It is true that shops and schools are at last open again. But universities are still not teaching face-to-face, offices remain empty and it is illegal to invite your friends to dinner. Frankly, at the rate we are going, I wonder how much impact the formal lifting of the remaining prohibitions will have. I have a nasty suspicion that, as when the first lockdown ended last July, many people will remain anxious, even mildly agoraphobic.

I hope to God that I’m wrong, but I can’t help noticing that many of my inoculated neighbours are being more cautious now than they were a year ago when they had had no vaccine.

Perhaps it is the unrelenting pessimism of the news cycle. We are constantly hearing about the tragedy in India, but when did you last see a report about, say, Florida, which lifted its restrictions last year and have suffered no ill effect? Or perhaps people have simply settled into new, timid routines. Few laws are as powerful as force of habit. If you spend 14 months telling people that it is dangerous to leave their homes, there is bound to be some lasting psychological effect.
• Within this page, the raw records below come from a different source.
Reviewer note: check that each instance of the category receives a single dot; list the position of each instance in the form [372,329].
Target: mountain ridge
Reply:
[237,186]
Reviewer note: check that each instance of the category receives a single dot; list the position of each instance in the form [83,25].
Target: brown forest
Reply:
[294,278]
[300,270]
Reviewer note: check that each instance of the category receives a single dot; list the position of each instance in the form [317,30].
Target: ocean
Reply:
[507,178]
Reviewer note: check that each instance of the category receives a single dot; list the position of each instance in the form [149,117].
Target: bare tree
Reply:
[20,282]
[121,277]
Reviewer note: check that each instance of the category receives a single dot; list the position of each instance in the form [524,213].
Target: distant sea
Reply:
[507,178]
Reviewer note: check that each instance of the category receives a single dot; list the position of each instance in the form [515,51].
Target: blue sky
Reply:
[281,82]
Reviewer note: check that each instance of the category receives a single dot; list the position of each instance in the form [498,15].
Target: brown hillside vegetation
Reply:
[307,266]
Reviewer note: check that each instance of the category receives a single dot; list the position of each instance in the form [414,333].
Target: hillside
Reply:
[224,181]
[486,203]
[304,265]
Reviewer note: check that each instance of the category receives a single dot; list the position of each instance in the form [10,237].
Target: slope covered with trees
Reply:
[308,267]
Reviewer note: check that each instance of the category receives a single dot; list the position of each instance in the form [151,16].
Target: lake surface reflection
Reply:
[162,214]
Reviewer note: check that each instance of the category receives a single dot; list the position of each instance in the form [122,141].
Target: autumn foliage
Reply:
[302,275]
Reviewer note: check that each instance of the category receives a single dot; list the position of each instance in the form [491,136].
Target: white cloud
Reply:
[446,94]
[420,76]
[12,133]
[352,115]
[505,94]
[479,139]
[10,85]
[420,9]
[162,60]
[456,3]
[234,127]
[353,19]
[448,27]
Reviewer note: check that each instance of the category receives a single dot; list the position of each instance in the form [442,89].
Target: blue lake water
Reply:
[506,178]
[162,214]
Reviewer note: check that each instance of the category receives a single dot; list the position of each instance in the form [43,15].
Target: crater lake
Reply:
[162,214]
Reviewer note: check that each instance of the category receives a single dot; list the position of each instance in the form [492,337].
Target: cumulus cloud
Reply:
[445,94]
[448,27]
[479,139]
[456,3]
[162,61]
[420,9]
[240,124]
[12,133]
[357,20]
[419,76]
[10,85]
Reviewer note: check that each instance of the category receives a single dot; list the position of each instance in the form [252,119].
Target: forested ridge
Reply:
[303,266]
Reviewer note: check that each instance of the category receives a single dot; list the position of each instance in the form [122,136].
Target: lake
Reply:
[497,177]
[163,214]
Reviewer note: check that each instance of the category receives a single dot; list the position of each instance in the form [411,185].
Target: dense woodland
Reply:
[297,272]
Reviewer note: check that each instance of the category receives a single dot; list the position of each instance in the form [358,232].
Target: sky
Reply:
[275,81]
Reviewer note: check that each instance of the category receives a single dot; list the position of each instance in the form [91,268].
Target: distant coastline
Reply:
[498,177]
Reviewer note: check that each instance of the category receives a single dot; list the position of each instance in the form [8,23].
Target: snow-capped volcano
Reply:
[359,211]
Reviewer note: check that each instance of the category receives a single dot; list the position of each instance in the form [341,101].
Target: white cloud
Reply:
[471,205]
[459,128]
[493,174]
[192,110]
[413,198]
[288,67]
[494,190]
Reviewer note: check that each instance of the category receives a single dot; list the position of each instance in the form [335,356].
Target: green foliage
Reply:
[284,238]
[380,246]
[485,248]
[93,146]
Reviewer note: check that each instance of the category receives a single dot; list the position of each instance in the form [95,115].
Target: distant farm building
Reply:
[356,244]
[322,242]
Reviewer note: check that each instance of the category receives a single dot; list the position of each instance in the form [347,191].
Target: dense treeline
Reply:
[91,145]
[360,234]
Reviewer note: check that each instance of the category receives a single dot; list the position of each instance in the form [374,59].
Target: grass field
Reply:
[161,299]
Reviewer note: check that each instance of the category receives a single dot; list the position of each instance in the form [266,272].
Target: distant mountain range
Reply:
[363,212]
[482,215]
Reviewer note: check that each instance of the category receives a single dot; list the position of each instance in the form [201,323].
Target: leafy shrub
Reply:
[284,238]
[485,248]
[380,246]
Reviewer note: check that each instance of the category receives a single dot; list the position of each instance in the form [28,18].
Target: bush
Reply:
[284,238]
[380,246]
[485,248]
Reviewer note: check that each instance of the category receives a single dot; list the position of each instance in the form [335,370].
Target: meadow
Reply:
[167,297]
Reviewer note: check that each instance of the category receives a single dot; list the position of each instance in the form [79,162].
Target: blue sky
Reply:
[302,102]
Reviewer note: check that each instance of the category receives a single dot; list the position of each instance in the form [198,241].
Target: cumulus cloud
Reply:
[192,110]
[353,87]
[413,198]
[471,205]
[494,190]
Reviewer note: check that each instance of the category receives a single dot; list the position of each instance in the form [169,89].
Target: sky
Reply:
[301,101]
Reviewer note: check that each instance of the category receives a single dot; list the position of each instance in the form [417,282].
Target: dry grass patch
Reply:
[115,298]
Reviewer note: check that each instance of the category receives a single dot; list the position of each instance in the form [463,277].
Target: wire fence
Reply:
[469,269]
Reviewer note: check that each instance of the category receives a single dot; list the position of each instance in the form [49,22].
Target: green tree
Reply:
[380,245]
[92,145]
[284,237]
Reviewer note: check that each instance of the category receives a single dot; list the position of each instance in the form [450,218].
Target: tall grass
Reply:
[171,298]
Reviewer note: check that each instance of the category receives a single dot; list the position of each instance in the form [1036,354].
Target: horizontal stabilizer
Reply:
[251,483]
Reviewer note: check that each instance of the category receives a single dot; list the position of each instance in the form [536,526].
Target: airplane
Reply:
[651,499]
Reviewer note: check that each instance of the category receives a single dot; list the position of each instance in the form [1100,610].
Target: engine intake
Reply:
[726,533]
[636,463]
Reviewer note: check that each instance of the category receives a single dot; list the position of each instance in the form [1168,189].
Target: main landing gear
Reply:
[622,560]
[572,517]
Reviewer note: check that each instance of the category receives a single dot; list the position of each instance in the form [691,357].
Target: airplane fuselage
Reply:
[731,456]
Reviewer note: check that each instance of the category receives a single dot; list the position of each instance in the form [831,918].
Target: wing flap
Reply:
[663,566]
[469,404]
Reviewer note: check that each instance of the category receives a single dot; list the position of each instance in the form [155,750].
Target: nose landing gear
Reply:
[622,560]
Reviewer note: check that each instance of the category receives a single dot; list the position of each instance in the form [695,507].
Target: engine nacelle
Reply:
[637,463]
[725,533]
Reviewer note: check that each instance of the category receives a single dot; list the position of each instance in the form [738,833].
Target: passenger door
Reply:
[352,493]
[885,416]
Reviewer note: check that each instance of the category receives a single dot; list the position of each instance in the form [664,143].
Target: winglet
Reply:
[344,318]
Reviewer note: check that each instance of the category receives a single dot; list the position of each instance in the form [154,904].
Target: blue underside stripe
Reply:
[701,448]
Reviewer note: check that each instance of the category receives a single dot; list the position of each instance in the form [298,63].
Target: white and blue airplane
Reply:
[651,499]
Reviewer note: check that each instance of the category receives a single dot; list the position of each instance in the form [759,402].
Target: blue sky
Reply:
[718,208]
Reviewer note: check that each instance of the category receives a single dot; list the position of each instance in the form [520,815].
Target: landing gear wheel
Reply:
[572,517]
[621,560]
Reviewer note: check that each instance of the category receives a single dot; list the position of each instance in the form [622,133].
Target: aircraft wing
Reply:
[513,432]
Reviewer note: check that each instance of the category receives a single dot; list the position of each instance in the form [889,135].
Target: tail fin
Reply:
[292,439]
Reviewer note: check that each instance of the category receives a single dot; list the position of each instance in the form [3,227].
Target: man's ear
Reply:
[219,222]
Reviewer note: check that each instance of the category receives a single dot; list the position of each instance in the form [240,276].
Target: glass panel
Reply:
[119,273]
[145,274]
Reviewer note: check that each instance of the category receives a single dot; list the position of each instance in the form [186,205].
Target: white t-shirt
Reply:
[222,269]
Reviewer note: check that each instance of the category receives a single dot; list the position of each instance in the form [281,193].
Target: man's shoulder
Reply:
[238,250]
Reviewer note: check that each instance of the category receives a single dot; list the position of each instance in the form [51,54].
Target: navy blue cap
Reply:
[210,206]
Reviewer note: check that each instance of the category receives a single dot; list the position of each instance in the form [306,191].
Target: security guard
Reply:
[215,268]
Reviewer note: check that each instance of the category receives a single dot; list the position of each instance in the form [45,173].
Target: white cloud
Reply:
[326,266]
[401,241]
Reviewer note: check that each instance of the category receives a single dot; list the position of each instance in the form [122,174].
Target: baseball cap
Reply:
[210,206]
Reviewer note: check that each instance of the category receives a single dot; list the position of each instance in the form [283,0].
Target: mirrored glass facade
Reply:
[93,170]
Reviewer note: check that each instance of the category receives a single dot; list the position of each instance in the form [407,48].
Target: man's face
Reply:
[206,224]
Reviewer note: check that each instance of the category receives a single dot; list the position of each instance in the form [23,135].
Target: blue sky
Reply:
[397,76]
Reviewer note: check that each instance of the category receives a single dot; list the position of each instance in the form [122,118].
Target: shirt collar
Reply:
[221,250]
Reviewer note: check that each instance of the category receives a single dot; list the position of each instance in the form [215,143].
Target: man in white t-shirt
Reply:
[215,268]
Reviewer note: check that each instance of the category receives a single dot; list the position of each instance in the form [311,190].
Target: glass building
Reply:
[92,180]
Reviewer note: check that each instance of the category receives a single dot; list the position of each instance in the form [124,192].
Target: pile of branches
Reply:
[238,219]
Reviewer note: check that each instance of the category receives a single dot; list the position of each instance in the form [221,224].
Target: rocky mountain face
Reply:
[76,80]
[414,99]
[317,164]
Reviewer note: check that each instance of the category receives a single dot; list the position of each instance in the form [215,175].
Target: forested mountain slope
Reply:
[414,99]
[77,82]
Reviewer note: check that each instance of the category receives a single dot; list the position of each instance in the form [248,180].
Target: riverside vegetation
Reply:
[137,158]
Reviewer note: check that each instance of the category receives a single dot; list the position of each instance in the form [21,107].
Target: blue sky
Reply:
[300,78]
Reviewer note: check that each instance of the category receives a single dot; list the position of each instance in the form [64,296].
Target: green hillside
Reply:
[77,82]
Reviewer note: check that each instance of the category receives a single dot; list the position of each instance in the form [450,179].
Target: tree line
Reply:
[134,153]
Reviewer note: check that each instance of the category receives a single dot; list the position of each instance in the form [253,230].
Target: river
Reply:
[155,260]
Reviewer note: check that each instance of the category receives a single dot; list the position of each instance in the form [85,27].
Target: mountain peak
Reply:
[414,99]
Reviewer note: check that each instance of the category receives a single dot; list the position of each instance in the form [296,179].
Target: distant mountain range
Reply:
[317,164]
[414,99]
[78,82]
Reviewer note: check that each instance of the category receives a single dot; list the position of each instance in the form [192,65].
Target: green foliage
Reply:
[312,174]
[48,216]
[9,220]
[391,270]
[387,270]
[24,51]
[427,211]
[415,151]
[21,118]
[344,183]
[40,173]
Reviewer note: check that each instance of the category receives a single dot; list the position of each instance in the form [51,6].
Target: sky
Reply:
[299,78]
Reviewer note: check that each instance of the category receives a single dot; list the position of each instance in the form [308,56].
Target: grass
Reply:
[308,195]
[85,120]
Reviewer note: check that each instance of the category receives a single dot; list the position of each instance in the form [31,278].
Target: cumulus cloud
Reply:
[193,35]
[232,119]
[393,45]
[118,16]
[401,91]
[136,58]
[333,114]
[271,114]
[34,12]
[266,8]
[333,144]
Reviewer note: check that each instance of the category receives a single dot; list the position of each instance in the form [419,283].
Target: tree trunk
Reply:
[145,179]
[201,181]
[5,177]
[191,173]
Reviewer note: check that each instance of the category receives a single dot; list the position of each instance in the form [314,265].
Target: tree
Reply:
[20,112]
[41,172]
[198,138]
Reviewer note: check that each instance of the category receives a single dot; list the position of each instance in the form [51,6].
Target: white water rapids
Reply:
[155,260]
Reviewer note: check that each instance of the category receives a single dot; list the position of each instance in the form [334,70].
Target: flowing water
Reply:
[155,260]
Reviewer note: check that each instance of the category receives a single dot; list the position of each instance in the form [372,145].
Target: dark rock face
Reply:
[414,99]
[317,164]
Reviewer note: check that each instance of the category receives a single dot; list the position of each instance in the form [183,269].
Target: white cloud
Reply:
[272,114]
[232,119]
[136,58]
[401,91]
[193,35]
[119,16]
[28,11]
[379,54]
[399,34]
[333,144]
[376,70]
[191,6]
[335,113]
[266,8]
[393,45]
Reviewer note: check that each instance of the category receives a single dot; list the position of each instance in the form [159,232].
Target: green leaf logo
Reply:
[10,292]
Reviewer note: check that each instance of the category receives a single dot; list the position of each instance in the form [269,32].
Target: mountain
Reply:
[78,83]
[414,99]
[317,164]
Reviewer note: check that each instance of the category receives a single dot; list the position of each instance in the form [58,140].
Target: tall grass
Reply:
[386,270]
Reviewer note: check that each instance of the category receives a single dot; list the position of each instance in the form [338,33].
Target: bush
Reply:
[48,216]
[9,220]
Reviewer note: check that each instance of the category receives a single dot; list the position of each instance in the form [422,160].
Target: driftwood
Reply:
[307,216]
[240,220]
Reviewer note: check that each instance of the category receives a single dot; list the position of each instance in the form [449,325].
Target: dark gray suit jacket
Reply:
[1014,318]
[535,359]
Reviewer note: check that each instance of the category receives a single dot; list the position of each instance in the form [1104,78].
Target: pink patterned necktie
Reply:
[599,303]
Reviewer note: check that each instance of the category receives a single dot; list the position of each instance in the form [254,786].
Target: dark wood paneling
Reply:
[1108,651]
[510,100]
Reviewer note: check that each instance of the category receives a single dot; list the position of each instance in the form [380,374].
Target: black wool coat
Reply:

The worst of it is that we seem to have accepted the reversal of the burden of proof. Our criminal justice system requires a high degree of evidence before incarceration. But we have switched things around so that we now demand proof before accepting normality. Our right to buy and sell, to congregate, to travel – these things are our birthright, not a set of privileges to be earned through good behaviour as though we were prisoners applying for parole. When did we stop caring?